Vacinas de mRNA foram decisivas no controle da covid-19
Durante a pandemia de covid-19, as vacinas de mRNA, como as desenvolvidas pelas farmacêuticas Pfizer e Moderna, permitiram uma resposta rápida e eficaz à emergência sanitária. Elas foram produzidas em tempo recorde, tiveram alto índice de eficácia e ajudaram a reduzir hospitalizações e mortes em todo o mundo.
“Saímos da tragédia de 2020 por causa da vacina. E ela foi possível graças à tecnologia mRNA”, diz Moura.
Mesmo com esse histórico, o governo Trump insiste em alegações sobre a segurança dos imunizantes — o que, para especialistas, reflete uma agenda política alinhada ao movimento antivacina e não baseada em evidências científicas.
Vacinas contra câncer em risco: mais de 120 estudos podem ser afetados
A decisão afeta diretamente uma das frentes mais promissoras da medicina: as vacinas terapêuticas contra o câncer. Segundo Stephen Stefani, oncologista da Oncoclínicas e da membro Americas Health Fundation, há mais de 120 estudos clínicos em andamento com mRNA para tratar tumores como:
- Melanoma.
- Câncer de pulmão.
- Glioblastoma.
- Próstata.
- Pâncreas.
Ao contrário das vacinas tradicionais, essas são aplicadas após o diagnóstico, como parte do tratamento. Elas identificam mutações específicas do tumor e ensinam o sistema imunológico do paciente a combatê-lo de forma personalizada.
“Muitos pacientes que já falharam em tratamentos convencionais enxergam nessas vacinas a última esperança. Se esses estudos forem interrompidos, o impacto será devastador”, alerta Moura.
Impacto global e abertura para outros países
O corte nos EUA pode abrir espaço para que países como China, Índia e Brasil invistam em suas próprias plataformas de mRNA, fortalecendo a indústria local de biotecnologia. Mas esse movimento leva tempo e exige estrutura.
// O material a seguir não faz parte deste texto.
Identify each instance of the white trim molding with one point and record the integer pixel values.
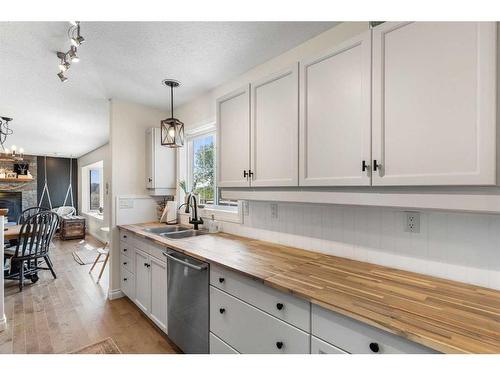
(115, 294)
(3, 323)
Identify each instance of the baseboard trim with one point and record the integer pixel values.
(3, 323)
(115, 294)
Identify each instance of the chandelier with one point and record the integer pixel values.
(66, 58)
(7, 154)
(172, 129)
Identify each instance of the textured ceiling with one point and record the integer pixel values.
(125, 60)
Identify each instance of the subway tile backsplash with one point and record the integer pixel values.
(459, 246)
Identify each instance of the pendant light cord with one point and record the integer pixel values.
(172, 100)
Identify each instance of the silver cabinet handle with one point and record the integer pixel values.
(198, 268)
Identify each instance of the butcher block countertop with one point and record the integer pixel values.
(448, 316)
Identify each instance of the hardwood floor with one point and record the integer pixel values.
(63, 315)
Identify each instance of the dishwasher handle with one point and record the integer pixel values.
(187, 264)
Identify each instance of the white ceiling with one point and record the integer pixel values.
(125, 60)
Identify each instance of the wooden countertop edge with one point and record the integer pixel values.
(427, 341)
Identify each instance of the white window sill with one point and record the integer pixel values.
(94, 215)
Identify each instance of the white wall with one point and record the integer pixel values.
(128, 124)
(94, 224)
(463, 247)
(3, 321)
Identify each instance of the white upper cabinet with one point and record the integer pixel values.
(434, 103)
(274, 129)
(233, 138)
(335, 115)
(160, 163)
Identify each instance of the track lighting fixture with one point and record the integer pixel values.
(71, 56)
(62, 77)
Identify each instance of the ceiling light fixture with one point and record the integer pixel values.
(62, 77)
(71, 56)
(75, 37)
(64, 64)
(5, 131)
(172, 129)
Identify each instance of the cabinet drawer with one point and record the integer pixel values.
(281, 305)
(322, 347)
(127, 263)
(357, 337)
(124, 236)
(217, 346)
(250, 330)
(127, 283)
(127, 249)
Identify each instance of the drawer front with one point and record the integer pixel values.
(127, 263)
(322, 347)
(127, 283)
(281, 305)
(124, 236)
(359, 338)
(217, 346)
(127, 249)
(250, 330)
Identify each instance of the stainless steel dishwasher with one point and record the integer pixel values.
(187, 302)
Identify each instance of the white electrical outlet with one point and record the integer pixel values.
(274, 210)
(412, 222)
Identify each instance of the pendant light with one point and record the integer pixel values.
(172, 130)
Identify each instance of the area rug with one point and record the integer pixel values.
(86, 256)
(106, 346)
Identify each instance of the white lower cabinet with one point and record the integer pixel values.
(144, 277)
(250, 330)
(356, 337)
(127, 283)
(142, 281)
(217, 346)
(281, 305)
(319, 346)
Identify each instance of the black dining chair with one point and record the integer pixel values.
(33, 244)
(30, 212)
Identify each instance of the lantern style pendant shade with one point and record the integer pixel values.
(172, 129)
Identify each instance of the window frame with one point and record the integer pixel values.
(101, 189)
(230, 213)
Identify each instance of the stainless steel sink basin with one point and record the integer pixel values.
(184, 234)
(166, 229)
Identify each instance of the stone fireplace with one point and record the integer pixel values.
(27, 191)
(12, 201)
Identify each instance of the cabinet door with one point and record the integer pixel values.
(274, 132)
(150, 158)
(142, 281)
(335, 115)
(233, 138)
(434, 103)
(159, 293)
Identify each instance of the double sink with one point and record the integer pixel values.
(176, 232)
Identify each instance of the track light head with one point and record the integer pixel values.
(77, 41)
(62, 77)
(72, 54)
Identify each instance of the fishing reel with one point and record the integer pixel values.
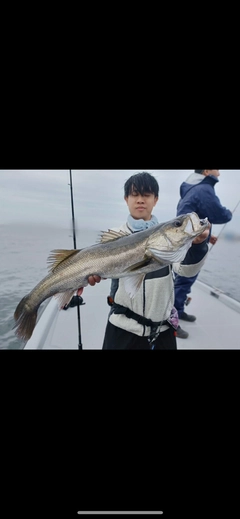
(75, 301)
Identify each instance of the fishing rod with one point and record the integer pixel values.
(75, 247)
(225, 224)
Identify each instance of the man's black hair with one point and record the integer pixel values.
(142, 183)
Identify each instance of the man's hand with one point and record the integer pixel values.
(213, 239)
(202, 237)
(92, 280)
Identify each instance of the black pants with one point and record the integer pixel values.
(118, 339)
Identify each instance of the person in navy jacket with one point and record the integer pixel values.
(198, 195)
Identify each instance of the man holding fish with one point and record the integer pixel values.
(139, 257)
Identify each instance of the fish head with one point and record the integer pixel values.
(176, 235)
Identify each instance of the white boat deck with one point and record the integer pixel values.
(217, 325)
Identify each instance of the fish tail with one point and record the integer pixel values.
(25, 317)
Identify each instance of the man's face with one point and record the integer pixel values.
(213, 172)
(141, 206)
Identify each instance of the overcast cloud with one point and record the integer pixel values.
(43, 196)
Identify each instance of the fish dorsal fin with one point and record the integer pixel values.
(111, 235)
(58, 257)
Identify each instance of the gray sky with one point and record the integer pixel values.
(43, 196)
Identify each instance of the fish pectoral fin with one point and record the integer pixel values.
(111, 235)
(132, 284)
(58, 256)
(139, 265)
(64, 298)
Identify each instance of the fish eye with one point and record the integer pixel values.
(178, 223)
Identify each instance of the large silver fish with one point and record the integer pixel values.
(118, 254)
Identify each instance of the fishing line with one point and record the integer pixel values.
(75, 247)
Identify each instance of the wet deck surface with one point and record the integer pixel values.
(217, 325)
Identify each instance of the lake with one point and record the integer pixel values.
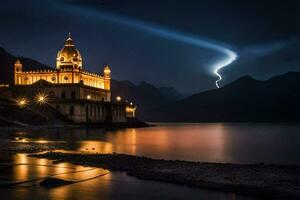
(217, 142)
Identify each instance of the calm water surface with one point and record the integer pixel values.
(238, 143)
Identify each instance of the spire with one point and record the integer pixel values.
(18, 61)
(69, 41)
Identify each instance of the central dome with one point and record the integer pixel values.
(69, 56)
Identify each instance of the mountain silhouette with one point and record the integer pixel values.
(244, 100)
(144, 95)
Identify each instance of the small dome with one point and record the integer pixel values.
(18, 62)
(69, 55)
(107, 69)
“A decisão enfraquece a ciência global. Ao mesmo tempo, é uma oportunidade para que outros países assumam o protagonismo e invistam no desenvolvimento dessa tecnologia”, avalia Gorinchteyn.
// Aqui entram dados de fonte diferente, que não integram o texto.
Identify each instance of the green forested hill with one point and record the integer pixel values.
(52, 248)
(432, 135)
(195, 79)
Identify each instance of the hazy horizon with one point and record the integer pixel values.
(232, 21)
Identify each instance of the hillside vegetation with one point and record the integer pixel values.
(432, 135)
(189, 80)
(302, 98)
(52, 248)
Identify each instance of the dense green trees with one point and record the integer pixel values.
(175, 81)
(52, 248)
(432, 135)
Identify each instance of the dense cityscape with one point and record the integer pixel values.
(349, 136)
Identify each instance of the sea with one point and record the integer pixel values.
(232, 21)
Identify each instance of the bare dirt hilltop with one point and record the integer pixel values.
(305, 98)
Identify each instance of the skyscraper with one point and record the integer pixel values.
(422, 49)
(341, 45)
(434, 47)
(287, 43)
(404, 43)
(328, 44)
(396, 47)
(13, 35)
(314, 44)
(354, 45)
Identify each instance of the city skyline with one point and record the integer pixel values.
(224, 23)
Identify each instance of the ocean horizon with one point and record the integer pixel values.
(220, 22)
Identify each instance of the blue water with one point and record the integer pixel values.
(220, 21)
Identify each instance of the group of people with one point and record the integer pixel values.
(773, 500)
Para Luana Araújo, a medida é sintoma de uma “aliança entre ignorância e ideologia”, que nega avanços científicos comprovados e coloca em risco a saúde pública.
“É uma decisão criminosa do ponto de vista sanitário. Nega os dados, o histórico da pandemia e o futuro das descobertas científicas”, afirma.
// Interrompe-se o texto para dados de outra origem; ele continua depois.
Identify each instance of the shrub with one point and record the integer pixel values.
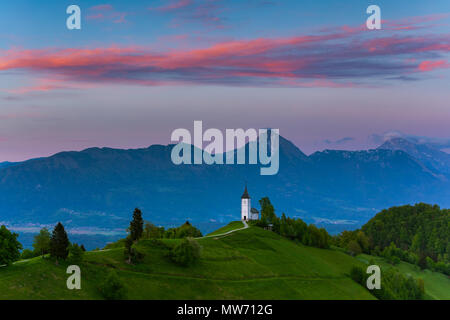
(112, 288)
(75, 253)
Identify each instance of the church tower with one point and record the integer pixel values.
(245, 206)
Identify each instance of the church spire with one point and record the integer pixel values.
(245, 195)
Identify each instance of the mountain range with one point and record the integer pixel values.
(94, 191)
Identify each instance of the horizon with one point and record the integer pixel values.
(137, 70)
(336, 148)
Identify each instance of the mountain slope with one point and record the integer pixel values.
(434, 159)
(96, 189)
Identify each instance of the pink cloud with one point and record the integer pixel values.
(106, 12)
(432, 65)
(328, 59)
(173, 5)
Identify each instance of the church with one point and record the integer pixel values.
(247, 212)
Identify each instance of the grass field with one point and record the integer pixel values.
(247, 264)
(229, 227)
(437, 285)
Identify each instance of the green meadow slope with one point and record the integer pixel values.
(229, 227)
(247, 264)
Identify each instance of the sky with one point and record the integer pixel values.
(137, 70)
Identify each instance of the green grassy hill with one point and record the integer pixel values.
(229, 227)
(247, 264)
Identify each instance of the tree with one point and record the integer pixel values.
(27, 254)
(186, 252)
(59, 243)
(112, 288)
(132, 254)
(354, 248)
(41, 242)
(136, 225)
(267, 210)
(75, 253)
(9, 246)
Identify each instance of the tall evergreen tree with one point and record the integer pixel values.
(41, 242)
(136, 225)
(59, 243)
(9, 246)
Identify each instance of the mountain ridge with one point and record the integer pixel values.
(100, 186)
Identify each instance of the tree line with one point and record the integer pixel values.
(291, 228)
(416, 234)
(56, 244)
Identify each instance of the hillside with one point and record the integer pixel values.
(437, 285)
(247, 264)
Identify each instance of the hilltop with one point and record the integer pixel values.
(248, 264)
(92, 191)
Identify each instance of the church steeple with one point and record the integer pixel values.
(245, 194)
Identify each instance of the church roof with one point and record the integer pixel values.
(245, 195)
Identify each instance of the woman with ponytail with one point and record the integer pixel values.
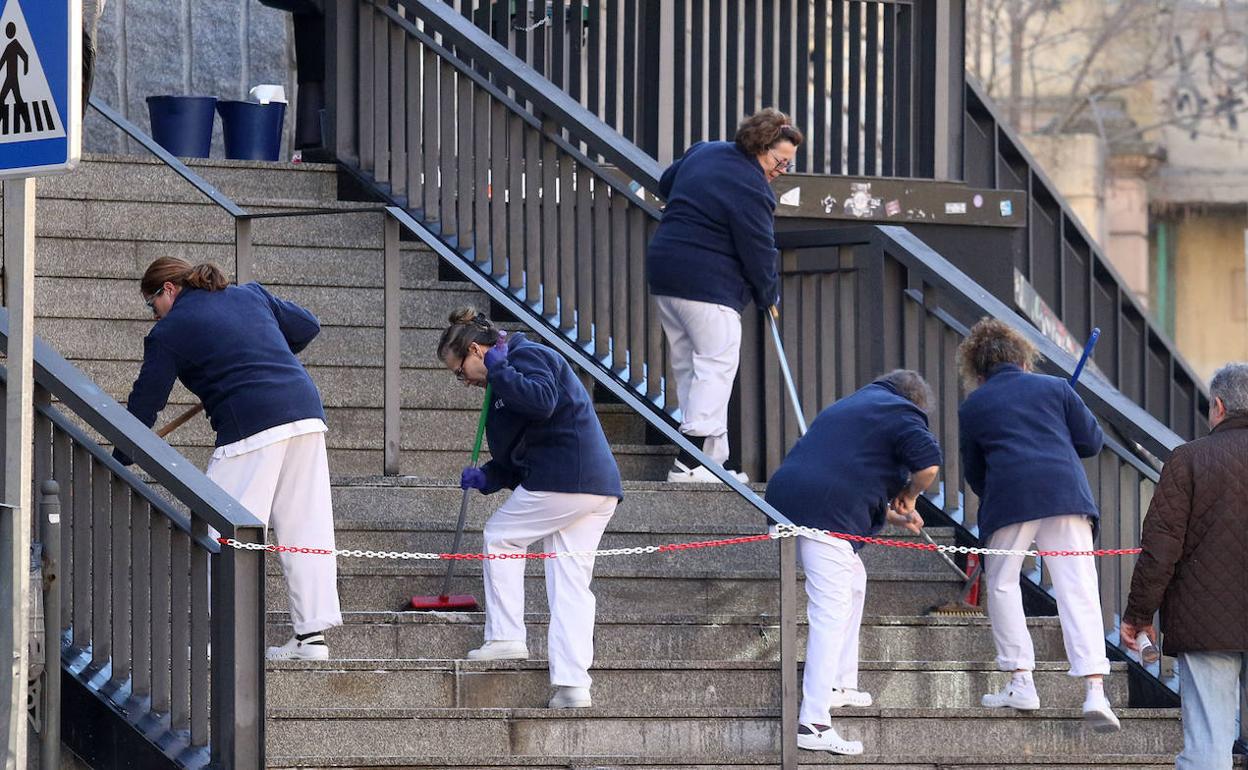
(548, 447)
(234, 347)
Avanço do negacionismo e da hesitação vacinal
Outro temor dos especialistas é que a decisão alimente ainda mais o movimento antivacina, que já vinha ganhando força nos EUA nos últimos anos.
“Quando a hesitação parte de um líder de Estado, o impacto é muito maior. Isso gera medo, insegurança e afasta investidores”, afirma Stefani.
A alegação do governo de que vacinas mRNA seriam “instáveis” ou “inseguras” já foi refutada por diversas agências de saúde, incluindo a FDA (agência reguladora dos EUA), a OMS e estudos revisados por pares.
“Não existe nenhuma comprovação científica de que essas vacinas causaram doenças graves. Isso é fake news”, reforça Moura.
O que pode acontecer agora?
Ainda não se sabe se os estudos em andamento serão imediatamente interrompidos ou se o corte afetará apenas novos projetos. Mas o risco existe — e preocupa.
“Se um paciente está com a doença controlada e o centro de pesquisa perde o financiamento, o tratamento pode ser suspenso”, alerta Moura.
“Vamos levar o dobro do tempo para alcançar resultados que estavam próximos. E o sofrimento adicional dos pacientes estará nas costas de quem tomou essa decisão”, conclui Luana Araújo.